Again with the double standards. "Is Yamachan not someone's child? Does it not deserve shelter from the storms of life?"

"No," Imaoka said. "It isn't and it doesn't. I wanna move somewhere with more space outside."

"I'm not moving to the damn countryside," Hiratsuka warned him. "I can't stand those people."

"There's this really big house in Del Sol Valley. It has a big yard. We could fit a llama."

That was a different story. All the famous people lived in Del Sol Valley. Hiratsuka pretty much belonged there by rights. He was also famous, just not on the popular radar yet like some people who could afford to buy their way up.

"Well," Hiratsuka said. "I mean, as long as the place is nice."

"I just bought it," Imaoka informed him, putting his phone away and then taking it back out again.
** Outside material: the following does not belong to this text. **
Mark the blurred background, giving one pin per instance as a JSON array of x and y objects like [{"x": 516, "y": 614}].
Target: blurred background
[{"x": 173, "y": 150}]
Real estate always took way less time than one would expect.

Hiratsuka took a last look around their current house. They only had seconds left here, after all. Yamachan, who had started a third cake while they were talking, seemed unbothered by the conversation. Maybe it wasn't as closely entwined with their lives as it had always seemed.

"Sul sul, Yamachan." Even if everything they owned could come with them, there was a certain sadness to leaving the aesthetic behind.

Yamachan didn't look up from its cake.